In some case, data is provided as aggregated table. Both brunnermunzel.test and brunnermunzel.permutation.test accept data of matirix and table class.

Fictional data
Normal Moderate Severe
A 5 3 2
B 1 3 6

Sample data

dat1 <- matrix(c(5, 3, 2, 1, 3, 6), nr = 2, byrow = TRUE)
dat2 <- as.table(dat1)
colnames(dat2) <- c("Normal", "Moderate", "Severe")
dat1  # matrix class
#>      [,1] [,2] [,3]
#> [1,]    5    3    2
#> [2,]    1    3    6

dat2  # table class
#>   Normal Moderate Severe
#> A      5        3      2
#> B      1        3      6

Analysis

analysis with Brunner-Munzel test

brunnermunzel.test(dat1)
#>
#>  Brunner-Munzel Test
#>
#> data:  Group1 and Group2
#> Brunner-Munzel Test Statistic = 2.4447, df = 17.394, p-value = 0.02542
#> 95 percent confidence interval:
#>  0.5359999 0.9840001
#> sample estimates:
#> P(X<Y)+.5*P(X=Y)
#>             0.76

brunnermunzel.test(dat2)
#>
#>  Brunner-Munzel Test
#>
#> data:  A and B
#> Brunner-Munzel Test Statistic = 2.4447, df = 17.394, p-value = 0.02542
#> 95 percent confidence interval:
#>  0.5359999 0.9840001
#> sample estimates:
#> P(X<Y)+.5*P(X=Y)
#>             0.76

analysis with permuted Brunner-Munzel test

brunnermunzel.permutation.test(dat1)
#>
#>  permuted Brunner-Munzel Test
#>
#> data:  Group1 and Group2
#> p-value = 0.05116
#> sample estimates:
#> P(X<Y)+.5*P(X=Y)
#>             0.76

brunnermunzel.permutation.test(dat2)
#>
#>  permuted Brunner-Munzel Test
#>
#> data:  A and B
#> p-value = 0.05116
#> sample estimates:
#> P(X<Y)+.5*P(X=Y)
#>             0.76

brunnermunzel.test function

brunnermunzel.test function is derived from brunner.munzel.test function in lawstat package (Maintainer of this package is Vyacheslav Lyubchich; License is GPL-2 or GPL-3) with modification. The authors of this function are Wallace Hui, Yulia R. Gel, Joseph L. Gastwirth and Weiwen Miao.

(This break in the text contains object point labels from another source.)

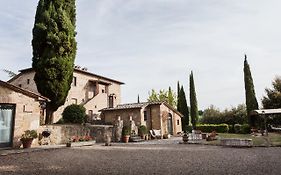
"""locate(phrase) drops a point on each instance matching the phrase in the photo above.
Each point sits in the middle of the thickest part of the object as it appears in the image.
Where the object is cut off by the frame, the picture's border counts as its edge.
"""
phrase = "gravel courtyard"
(156, 157)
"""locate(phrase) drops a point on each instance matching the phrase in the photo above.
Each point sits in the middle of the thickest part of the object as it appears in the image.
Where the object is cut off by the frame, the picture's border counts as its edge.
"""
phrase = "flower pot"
(26, 143)
(185, 138)
(126, 138)
(68, 144)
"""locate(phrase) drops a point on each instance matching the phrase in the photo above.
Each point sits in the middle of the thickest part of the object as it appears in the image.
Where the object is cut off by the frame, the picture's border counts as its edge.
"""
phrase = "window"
(74, 101)
(145, 115)
(111, 101)
(74, 81)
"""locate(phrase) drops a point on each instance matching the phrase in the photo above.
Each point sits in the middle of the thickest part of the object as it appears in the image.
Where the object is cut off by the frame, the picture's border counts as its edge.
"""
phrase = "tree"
(54, 51)
(171, 98)
(251, 101)
(163, 96)
(183, 109)
(193, 102)
(272, 100)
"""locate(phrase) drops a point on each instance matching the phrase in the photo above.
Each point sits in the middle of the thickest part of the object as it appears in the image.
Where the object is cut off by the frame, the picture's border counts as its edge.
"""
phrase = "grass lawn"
(273, 139)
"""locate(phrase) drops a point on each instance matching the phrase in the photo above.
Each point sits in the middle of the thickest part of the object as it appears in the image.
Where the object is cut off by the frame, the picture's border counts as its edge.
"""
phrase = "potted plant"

combination subroutine by FORTRAN77

FORTRAN subroutine combination in combination.f is derived from the program by shikino (http://slpr.sakura.ne.jp/qp/combination)(CC-BY-4.0) with slight modification.

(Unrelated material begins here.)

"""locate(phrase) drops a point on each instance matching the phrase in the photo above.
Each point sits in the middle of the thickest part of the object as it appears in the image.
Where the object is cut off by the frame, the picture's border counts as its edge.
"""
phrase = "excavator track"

Without this subroutine, I could not make brunnermunzel.permutation.test. Thanks to shikono for your useful subroutine.

References

Brunner, E, and Munzel. 2000. “The Nonparametric Behrens-Fisher Problem: Asymptotic Theory and a Small-Sample Approximation.” Biometrical Journal 42 (1): 17–25.
Neubert, K, and E Brunner. 2007. “A Studentized Permutation Test for the Non-Parametric Behrens-Fisher Problem.” Computational Statistics and Data Analysis 51 (10): 5192–5204.